Empezó mal y continuó peor. Porque ido Mingo a su trabajo, le dijo María a su suegra que se le habían presentado unas urgencias y que se iba, pero la dueña quiso retenerla:
—Antes de irte, friega los vajillos del desayuno, haz las camas, barre el heno viejo y echa otro nuevo, ve a la fuente a buscar agua, al mercado a comprar vianda, pásate por la cerería que tengo encargadas unas velas e, cuando termines, remiéndale a Mingo estas bragas…

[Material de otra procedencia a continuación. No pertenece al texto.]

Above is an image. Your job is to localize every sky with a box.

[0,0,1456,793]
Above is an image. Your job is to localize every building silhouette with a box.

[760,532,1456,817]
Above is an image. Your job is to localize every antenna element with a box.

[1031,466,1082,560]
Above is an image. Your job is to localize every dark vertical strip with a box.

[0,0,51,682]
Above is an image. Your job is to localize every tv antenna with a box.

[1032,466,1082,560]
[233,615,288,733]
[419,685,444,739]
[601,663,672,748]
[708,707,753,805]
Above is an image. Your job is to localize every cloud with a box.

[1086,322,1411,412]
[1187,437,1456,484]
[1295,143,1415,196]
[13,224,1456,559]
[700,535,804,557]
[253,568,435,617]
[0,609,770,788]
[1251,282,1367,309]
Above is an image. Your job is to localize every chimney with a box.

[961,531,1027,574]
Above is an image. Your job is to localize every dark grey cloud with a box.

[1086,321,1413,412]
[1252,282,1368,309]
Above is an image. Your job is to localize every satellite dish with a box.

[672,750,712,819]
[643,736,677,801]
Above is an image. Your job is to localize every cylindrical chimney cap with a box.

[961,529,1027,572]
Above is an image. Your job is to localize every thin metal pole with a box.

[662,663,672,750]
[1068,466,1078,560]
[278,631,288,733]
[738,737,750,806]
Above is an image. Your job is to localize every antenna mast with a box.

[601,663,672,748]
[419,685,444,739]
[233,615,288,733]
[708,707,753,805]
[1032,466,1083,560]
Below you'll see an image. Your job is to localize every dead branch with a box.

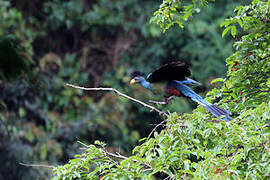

[19,163,54,169]
[65,84,169,117]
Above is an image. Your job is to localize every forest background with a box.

[0,0,268,179]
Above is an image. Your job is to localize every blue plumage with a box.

[130,62,232,121]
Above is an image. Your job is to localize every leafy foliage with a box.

[151,0,215,32]
[53,0,270,179]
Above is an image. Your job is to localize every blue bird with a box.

[130,61,232,121]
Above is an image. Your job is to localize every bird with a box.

[130,61,232,121]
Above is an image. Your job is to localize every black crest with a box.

[130,71,144,79]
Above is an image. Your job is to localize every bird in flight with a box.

[130,61,232,121]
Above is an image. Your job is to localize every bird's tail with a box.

[204,104,232,121]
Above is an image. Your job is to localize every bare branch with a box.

[19,163,54,169]
[65,84,169,117]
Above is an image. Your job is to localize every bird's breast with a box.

[165,86,184,96]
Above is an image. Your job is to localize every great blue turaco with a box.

[130,61,232,121]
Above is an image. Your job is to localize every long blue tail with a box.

[171,81,232,121]
[203,104,232,121]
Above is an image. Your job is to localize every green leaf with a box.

[211,78,224,84]
[231,26,236,37]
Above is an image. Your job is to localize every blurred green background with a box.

[0,0,249,179]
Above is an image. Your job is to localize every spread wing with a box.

[147,61,191,83]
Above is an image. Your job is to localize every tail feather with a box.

[204,104,232,121]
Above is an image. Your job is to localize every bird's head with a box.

[129,71,152,91]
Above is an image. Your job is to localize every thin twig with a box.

[147,120,168,141]
[65,84,169,117]
[19,163,54,169]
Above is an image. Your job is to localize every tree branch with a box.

[19,163,54,169]
[65,84,169,117]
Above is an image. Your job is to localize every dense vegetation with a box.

[0,0,270,179]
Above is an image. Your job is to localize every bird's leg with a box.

[149,96,175,105]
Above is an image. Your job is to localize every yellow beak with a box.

[129,79,136,84]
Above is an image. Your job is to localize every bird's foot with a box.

[149,100,168,105]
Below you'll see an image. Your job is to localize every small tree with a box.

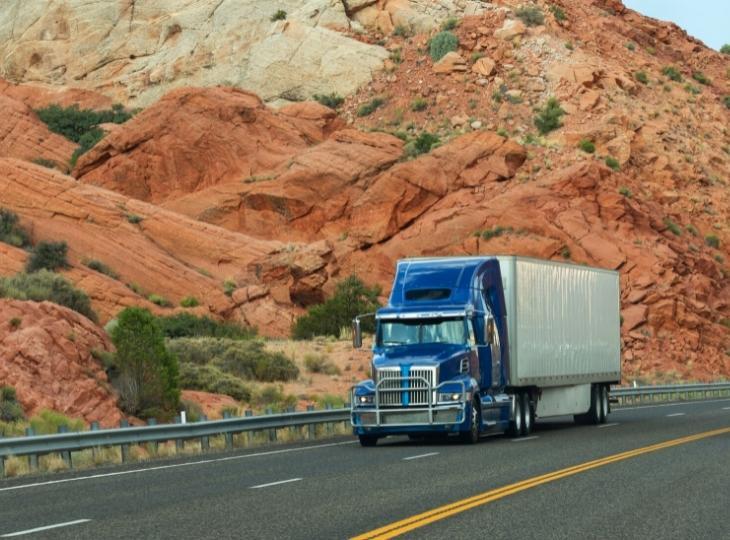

[111,308,180,417]
[292,275,380,339]
[25,242,69,273]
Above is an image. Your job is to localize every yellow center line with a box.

[352,427,730,540]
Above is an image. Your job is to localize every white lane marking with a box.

[0,441,357,493]
[0,519,91,538]
[611,399,730,414]
[251,478,301,489]
[403,452,439,461]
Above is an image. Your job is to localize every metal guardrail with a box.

[0,382,730,476]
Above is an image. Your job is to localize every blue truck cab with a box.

[351,257,514,446]
[351,256,621,446]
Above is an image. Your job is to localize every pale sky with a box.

[623,0,730,50]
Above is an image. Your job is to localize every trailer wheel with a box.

[459,399,480,444]
[359,435,378,446]
[507,394,524,437]
[521,392,535,436]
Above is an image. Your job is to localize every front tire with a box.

[358,435,378,447]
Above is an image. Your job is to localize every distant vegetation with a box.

[292,275,380,339]
[36,104,132,167]
[535,97,565,135]
[0,208,30,248]
[428,30,459,62]
[515,6,544,26]
[0,270,98,322]
[25,242,70,273]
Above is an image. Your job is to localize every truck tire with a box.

[521,392,535,437]
[359,435,378,446]
[507,394,524,437]
[459,399,481,444]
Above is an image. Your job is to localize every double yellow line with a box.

[353,427,730,540]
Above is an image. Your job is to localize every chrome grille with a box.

[378,367,436,406]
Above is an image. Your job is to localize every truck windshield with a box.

[378,318,467,347]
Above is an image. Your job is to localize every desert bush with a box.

[84,259,119,279]
[535,97,565,135]
[314,92,345,109]
[304,353,340,375]
[634,71,649,84]
[168,338,299,382]
[662,66,683,82]
[292,275,380,339]
[0,208,30,248]
[0,385,25,422]
[180,362,251,401]
[25,242,69,273]
[578,139,596,154]
[111,307,180,418]
[515,6,544,26]
[357,98,385,117]
[157,313,256,339]
[0,270,98,322]
[30,409,85,435]
[428,30,459,62]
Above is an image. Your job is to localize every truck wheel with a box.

[507,394,524,437]
[459,399,480,444]
[359,435,378,446]
[522,392,535,436]
[598,384,608,424]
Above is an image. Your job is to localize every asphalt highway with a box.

[0,400,730,540]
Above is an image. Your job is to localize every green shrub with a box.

[304,353,340,375]
[441,17,459,30]
[30,409,84,435]
[411,98,428,112]
[606,156,621,171]
[292,275,380,339]
[0,270,98,322]
[84,259,119,279]
[357,98,385,117]
[147,293,172,307]
[0,385,25,422]
[535,97,565,135]
[692,71,712,86]
[662,66,683,82]
[157,313,256,339]
[550,4,568,22]
[314,92,345,109]
[705,234,720,249]
[271,9,286,22]
[111,307,180,417]
[0,208,30,248]
[168,338,299,382]
[180,362,251,401]
[515,6,544,26]
[578,139,596,154]
[664,217,682,236]
[25,242,69,273]
[180,296,200,307]
[428,30,459,62]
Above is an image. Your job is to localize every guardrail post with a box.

[200,414,210,452]
[119,418,129,463]
[25,428,38,472]
[58,426,73,469]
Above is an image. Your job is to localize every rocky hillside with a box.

[0,0,730,418]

María miró a suegra a los ojos, se tentó el saquillo de las manitas del niño malparido y salió dando un portazo, rezongando, diciéndose que no era criada y se encaminó a las casas del convento de Santa Ana para saludar a la hermana Miguela que, vaya por Dios, había fallecido. Se la había llevado el Señor hacía un mes escaso, y lo sintió la moza. Se detuvo en la ermita del Cristo de la Luz, que le dedicó una mirada alegre, o tal se le hizo. Recorrió la tapia de las Gordillas, se detuvo en el ángulo por donde sale el primer sol, volvió sobre sus pasos y contó los ladrillos hasta el trigésimo tercio, según la clave que había discurrido con el día, mes y año de su nacimiento para no olvidarla nunca jamás, y en el lugar exacto donde había enterrado su tesoro tentó el suelo con las manos, acarició la hierba que crecía y suspiró. E contenta porque nadie había revuelto aquella tierra, subió a la ciudad por la iglesia de Santo Tomás, que estaba ya muy alzada y hermosa, y entró por la puerta del Obispo, cada vez andando más deprisa, que iba a casa de las marquesas a ver a Juanico, a su Juanico.